NaplesPU, or NPU, is a comprehensive open-source manycore accelerator, encompassing all the architecture layers from the compute core up to the on-chip interconnect, the coherence memory hierarchy, and the compilation toolchain.
Entirely written in System Verilog HDL, NaplesPU exploits the three forms of parallelism that you normally find in modern compute architectures, particularly in heterogeneous accelerators such as GPU devices: vector parallelism, hardware multithreading, and manycore organization. Equipped with a complete LLVM-based compiler targeting the NaplesPU vector ISA, the NPU open-source project will let you experiment with all of the flavors of today’s manycore technologies.

The NPU manycore architecture is based on a parameterizable mesh of configurable tiles connected through a Network on Chip (NoC). Each tile has a Cache Controller and a Directory Controller, handling data coherence between different cores in different tiles. The compute core is based on a vector pipeline featuring a lightweight control unit, so as to devote most of the hardware resources to the acceleration of data-parallel kernels. Memory operations and long-latency instructions are masked by exploiting hardware multithreading. Each hardware thread (roughly equivalent to a wavefront in the OpenCL terminology or a CUDA warp in the NVIDIA terminology) has its own PC, register file, and control registers. The number of threads in the NaplesPU system is user-configurable.


-- Getting started -- 

This section shows how to get familiar with the NPU project and setup your environment for implementing and simulating a kernel for the NPU architecture. The work kernel refers here to a software application such as matrix multiplication, matrix transpose, etc., written in a high-level programming language, for example, C/C++.

- Required software

Implementation and simulation of any kernel rely on the following dependencies:

    Git
    Xilinx Vivado 2018.2 or ModelSim (e.g. Questa Sim-64 vsim 10.6c_1)
    NPU toolchain

- Building process

The first step is to install the toolchain. Please refer to toolchain/README.

The following folders are used in simulation:

    software: example kernels
    tools: simulation scripts

- Simulate a kernel

There are three different options for that:

    1 - starting test.sh script
    2 - starting setup_project.sh from the root folder of the repository; it uses Vivado;
    3 - starting simulate.sh from the root folder of the repository; it uses ModelSim.

First of all, source Vivado or ModelSim in the shell. In Ubuntu Linux environment, e.g. if the simulator is Vivado, run the following command:

    $ source Vivado/folder/location/settingXX.sh

where XX depends on the installed version of Vivado (32 o 64 bit).

1 - test.sh script

Type the following command in the tools folder:

    $ ./test.sh [option]

Options are:

    -h, --help show this help
    -t, --tool=vsim or vivado specify the tool to use, default: vsim
    -cn, --core-numb=VALUE specify the core number, default: 1
    -tn, --thread-numb=VALUE specify the thread number, default: 8

This script launches the kernels defined in an array in the script. The test.sh script first compiles the kernels and then runs them on both NPU and x86 architecture. Once the simulation is terminated, for each kernel, the results of the two executions are compared by a Python script for verifying their correctness.

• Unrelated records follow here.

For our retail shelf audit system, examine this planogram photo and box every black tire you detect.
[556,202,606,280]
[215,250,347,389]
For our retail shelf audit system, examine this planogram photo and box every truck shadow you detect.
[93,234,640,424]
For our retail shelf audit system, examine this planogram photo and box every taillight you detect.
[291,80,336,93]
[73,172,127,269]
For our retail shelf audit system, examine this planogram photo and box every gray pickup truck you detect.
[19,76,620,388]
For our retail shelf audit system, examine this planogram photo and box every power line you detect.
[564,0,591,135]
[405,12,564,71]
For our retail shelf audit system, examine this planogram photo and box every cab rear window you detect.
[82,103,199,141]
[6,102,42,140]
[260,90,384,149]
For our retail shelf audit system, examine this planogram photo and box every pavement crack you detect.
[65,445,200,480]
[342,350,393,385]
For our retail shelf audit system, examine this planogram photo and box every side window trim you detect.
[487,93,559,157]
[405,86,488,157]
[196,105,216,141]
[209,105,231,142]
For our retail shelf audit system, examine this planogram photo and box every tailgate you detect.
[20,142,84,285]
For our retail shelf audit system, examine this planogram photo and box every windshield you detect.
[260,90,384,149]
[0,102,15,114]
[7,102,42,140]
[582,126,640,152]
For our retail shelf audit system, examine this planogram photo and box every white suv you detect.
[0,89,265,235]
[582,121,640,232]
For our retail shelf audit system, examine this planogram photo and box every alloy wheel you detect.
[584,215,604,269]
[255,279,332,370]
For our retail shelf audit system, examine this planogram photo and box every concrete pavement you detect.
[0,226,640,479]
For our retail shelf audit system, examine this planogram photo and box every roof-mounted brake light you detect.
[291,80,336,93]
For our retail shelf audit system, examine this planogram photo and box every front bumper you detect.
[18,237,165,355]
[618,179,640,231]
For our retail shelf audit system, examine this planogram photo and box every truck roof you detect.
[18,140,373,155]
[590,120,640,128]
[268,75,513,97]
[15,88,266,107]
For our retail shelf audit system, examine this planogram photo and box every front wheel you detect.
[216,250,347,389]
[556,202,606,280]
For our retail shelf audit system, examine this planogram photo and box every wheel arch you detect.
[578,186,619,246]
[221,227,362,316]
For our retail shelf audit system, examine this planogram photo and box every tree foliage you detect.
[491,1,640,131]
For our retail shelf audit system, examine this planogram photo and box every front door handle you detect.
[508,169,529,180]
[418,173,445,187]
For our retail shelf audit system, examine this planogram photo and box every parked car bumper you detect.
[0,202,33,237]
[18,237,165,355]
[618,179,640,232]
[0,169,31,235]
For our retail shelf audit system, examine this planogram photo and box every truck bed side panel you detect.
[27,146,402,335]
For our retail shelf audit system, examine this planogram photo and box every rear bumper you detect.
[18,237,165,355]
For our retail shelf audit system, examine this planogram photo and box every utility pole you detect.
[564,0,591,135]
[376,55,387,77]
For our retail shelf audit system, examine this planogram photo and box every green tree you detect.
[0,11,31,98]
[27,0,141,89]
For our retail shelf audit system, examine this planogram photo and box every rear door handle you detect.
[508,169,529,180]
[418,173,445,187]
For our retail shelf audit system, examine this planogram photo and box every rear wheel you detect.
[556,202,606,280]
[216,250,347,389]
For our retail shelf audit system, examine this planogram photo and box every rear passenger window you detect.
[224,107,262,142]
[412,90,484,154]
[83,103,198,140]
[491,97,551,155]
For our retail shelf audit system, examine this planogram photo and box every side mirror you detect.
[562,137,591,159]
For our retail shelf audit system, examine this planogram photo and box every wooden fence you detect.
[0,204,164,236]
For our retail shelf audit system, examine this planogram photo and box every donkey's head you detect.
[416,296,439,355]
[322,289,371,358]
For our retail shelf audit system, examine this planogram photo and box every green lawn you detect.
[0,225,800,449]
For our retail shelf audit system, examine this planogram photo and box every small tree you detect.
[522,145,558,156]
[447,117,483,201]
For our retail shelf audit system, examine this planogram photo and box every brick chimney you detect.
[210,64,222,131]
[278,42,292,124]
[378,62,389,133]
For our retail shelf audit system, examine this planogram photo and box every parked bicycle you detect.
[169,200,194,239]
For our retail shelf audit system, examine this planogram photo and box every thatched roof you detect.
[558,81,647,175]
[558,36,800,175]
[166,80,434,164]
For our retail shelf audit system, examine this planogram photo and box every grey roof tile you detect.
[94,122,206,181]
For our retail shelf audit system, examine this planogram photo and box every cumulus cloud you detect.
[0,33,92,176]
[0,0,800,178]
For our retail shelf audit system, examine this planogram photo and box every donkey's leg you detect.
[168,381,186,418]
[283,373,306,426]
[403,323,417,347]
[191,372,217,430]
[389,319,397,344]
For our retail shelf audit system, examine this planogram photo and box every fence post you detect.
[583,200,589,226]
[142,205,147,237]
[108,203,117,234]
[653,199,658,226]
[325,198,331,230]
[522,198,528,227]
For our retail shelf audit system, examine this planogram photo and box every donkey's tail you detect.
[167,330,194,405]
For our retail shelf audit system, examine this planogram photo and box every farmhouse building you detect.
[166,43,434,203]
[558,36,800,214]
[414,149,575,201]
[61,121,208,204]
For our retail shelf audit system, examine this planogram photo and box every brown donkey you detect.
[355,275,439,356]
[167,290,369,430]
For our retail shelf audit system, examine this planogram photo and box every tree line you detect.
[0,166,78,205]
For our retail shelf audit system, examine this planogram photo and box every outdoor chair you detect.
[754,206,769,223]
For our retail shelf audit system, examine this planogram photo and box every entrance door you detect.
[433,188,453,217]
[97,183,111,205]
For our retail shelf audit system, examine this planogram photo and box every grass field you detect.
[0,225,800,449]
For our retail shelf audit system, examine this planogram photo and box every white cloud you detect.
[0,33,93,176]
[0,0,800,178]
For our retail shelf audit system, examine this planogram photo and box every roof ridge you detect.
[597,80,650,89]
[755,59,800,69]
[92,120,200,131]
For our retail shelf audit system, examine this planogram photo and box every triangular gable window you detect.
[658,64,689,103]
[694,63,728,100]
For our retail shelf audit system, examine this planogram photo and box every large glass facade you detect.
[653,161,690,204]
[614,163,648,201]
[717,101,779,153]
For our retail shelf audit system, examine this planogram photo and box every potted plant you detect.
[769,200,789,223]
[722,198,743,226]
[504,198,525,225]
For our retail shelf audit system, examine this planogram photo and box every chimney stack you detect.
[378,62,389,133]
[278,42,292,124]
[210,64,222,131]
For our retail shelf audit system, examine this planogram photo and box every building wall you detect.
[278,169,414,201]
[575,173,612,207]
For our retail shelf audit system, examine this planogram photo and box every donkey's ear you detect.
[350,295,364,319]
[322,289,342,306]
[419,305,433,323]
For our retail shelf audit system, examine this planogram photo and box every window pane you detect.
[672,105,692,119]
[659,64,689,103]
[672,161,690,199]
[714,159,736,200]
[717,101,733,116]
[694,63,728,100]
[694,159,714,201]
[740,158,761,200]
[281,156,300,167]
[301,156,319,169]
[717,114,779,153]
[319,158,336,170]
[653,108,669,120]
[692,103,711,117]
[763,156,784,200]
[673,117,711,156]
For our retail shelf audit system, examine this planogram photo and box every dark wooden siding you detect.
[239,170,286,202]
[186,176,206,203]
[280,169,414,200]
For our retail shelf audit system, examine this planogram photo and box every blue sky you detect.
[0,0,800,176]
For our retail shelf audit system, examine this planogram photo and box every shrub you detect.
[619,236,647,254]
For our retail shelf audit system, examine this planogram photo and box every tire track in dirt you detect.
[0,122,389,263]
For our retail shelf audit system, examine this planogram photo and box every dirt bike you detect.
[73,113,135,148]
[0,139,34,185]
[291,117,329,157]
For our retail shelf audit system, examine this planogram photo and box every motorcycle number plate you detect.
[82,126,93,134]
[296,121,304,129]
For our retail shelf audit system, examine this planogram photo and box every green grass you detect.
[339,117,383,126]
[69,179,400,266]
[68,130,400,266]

In the tools folder, a log file is generated, called cosim.log, where all information about simulation is stored.

2 - setup_project.sh script

Type the following command in the NPU folder:

    $ tools/vivado/setup_project.sh [option]

Options are:

    -h, --help show this help
    -k, --kernel=KERNEL_NAME specify the kernel to use
    -s, --single-core select the single core configuration, by default the manycore is selected
    -c, --core-mask=VALUE specify the core activation mask, default: 1
    -t, --thread-mask=VALUE specify the thread activation mask, default FF
    -m, --mode=gui or batch specify the tool mode, it can run in either gui or batch mode, default: gui

This script launches the kernel specified in the command. The kernel has to be located in the software/kernels/ folder, and has to be compiled first by running make. Simulation is performed by Vivado:

    tools/vivado/setup_project.sh -k mmsc -c 3 -t $(( 16#F )) -m gui

The third parameter (-c) is a one-hot mask that indicates which cores are active: 3 is (11) in binary form, so it activates to Core 0 and 1. The thread mask parameter (-t) stores a one-hot mask that indicates which threads are active in each core: F is (00001111) in binary form so 4 threads active. The -m option sets the tool mode.

3 - simulate.sh script

Type the following command in the NPU root folder:

    $ tools/modelsim/simulate.sh [option]

Options are:

    -h, --help show this help
    -k, --kernel=KERNEL_NAME specify the kernel to use
    -s, --single-core select the single core configuration, by default the manycore is selected
    -c, --core-mask=VALUE specify the core activation mask, default: 1
    -t, --thread-mask=VALUE specify the thread activation mask, default FF
    -m, --mode=gui or batch specify the tool mode, it can run in either gui or batch mode, default: gui

This script starts the kernel specified in the command. Simulation is performed in ModelSim.